If you grew up in the ‘80s it’s likely that at one time or another you found yourself inside a video arcade playing video games for hours on end at just 25 cents a pop. It was during this time period that a farm boy named Tim McVey from Ottumwa, Iowa—the Dodge City of video games— became the champion of Nibbler, the first arcade game with a scoring threshold of one billion points. It took McVey more than forty hours—and only cost him one quarter—to hit this milestone.
He then went on to become the first video game player in history to have a civic day named in his honor (Tim McVey Day), receiving his very own copy of Nibbler courtesy of Rock-Ola Manufacturing Company.
Twenty-five years later, Andrew Seklir and Tim Kinzy were working long and hard hours as editors on Battlestar Galactica for the SyFy Channel. Raised in the ‘80s, both loved playing classic arcade games, but had never heard of the classic video game Nibbler. To offset the long hours in the editing bay, Seklir installed a hand-built multi-arcade game cabinet in the break room. During their down time, the duo would battle it out on all sorts of classic arcade games, stumbling across Nibbler in the process. After looking online for tips about the game, they encountered the Tim McVey Day One-Billion-Point Poster from 1984 and decided to pursue McVey for an interview.

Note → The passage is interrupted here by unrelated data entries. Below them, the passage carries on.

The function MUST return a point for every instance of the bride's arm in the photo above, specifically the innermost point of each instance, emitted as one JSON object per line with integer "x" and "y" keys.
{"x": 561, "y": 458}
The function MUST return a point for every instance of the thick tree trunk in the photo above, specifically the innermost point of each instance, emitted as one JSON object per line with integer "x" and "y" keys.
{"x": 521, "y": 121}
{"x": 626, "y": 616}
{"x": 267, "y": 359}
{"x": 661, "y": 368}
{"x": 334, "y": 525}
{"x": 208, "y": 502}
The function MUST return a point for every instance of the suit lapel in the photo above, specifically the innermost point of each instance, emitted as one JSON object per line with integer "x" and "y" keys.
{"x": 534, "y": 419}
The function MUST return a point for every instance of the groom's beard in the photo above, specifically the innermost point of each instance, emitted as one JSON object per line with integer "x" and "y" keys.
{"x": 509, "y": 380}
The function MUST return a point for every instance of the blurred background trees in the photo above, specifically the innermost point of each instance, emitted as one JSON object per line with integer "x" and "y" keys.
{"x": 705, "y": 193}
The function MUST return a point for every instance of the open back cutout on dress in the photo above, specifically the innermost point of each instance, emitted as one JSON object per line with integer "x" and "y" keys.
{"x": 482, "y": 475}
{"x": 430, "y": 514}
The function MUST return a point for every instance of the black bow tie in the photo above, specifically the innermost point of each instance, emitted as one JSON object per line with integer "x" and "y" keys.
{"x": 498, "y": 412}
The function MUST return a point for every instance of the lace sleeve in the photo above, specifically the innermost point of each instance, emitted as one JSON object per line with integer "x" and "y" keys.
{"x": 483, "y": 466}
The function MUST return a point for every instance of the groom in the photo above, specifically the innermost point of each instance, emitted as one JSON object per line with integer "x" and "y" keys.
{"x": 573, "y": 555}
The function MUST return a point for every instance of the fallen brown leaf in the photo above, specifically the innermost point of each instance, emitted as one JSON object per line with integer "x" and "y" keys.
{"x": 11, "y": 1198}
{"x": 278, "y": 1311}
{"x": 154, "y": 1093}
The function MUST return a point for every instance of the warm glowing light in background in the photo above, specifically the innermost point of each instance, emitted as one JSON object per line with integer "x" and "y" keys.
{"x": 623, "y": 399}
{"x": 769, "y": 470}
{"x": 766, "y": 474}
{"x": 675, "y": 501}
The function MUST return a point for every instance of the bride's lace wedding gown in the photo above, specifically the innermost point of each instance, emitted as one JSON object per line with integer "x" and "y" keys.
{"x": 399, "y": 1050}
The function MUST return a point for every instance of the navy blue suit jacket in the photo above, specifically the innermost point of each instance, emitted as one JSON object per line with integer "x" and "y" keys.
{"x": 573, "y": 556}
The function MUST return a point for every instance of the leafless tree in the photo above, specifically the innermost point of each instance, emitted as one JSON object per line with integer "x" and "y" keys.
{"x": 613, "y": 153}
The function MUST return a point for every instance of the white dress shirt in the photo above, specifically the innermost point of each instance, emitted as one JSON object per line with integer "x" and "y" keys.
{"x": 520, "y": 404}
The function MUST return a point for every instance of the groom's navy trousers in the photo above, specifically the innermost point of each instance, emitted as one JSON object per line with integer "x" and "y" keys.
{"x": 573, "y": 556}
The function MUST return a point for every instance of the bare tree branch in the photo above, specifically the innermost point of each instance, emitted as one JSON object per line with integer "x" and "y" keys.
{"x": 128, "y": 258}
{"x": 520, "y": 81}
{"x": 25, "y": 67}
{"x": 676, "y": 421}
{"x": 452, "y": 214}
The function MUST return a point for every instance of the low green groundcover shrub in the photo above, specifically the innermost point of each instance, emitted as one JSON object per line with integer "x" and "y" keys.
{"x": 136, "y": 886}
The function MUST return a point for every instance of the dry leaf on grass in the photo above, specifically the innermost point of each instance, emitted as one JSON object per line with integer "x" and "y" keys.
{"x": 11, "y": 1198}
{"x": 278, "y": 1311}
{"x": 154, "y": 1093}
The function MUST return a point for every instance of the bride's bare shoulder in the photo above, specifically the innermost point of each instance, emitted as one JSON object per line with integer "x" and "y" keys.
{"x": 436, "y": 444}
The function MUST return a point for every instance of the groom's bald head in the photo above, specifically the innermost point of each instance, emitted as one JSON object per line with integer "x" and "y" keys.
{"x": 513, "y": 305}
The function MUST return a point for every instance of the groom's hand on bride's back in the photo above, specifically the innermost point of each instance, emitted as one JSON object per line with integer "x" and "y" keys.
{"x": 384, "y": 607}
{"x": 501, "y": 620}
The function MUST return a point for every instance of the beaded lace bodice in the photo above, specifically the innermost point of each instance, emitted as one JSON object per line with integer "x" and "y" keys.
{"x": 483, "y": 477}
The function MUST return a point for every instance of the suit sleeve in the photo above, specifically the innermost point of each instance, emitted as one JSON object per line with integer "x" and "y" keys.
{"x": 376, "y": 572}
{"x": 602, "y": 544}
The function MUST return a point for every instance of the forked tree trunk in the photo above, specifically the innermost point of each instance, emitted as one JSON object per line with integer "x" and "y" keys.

McVey told them that eight months after he was crowned world champion in 1984, an Italian named Enrico Zanetti was rumored to have broken his record. Now McVey was on a quest to surpass this record 25 years later and achieve video game immortality once again. Seklir and Kinzy decided this would be a great story to tell and set off for Iowa to begin production on the documentary film Man vs Snake: The Long and Twisted Tale Of Nibbler.
Five years in the making, Man vs Snake was shot using a variety of cameras, including HDV, P2, Canon, GoPro, and various SD formats. Additional archival materials, stock footage, photo stills, graphics and titles also needed to be seamlessly incorporated into the film. The mixed frame rates led to problems during color correction when Da Vinci Resolve introduced artifacts during the renders.
AlphaDogs editor and colorist, Sean Stack solved the problem by splitting the media out into separate 720p and 1080i Resolve projects, and then reintegrating the color renders into the master 1080i Avid project. “We were concerned about getting everything uploaded into DaVinci Resolve for color correction, but we pulled it off,” said Seklir. “I really felt that Sean Stack, our online editor and colorist at AlphaDogs really cared about the film. He treated it as his own and was extremely detail oriented. We learned a lot and pushed the limits of our technical chops on this project.”
Seklir chose AlphaDogs to complete the finish for Man vs Snake based on their extensive experience in working with the technical challenges that come with making documentary films. “I felt that we would get a lot of hands on attention and guidance, which we did, and they were able to work within our budget requirements,” said Seklir.
Seklir and Kinzy hope that audiences will enjoy looking back at the arcade culture of 1980s, where today’s worldwide multi-billion gaming industry got its start. Seklir comments, “As editors, we kept the pace, energy and flow of the film at a good cruising speed. The film is truly a good ride, with a terrific soundtrack and almost five minutes of animation.” Stack adds “I made an immediate connection with this project, even though I’m not a huge gamer. Any documentary that includes an Alan Parson’s project track in the music score has me on board all the way.”
Man vs Snake is produced and directed by Andrew Seklir and Tim Kinzy. The film will premiere September 27 at Fantastic Fest in Austin, Texas.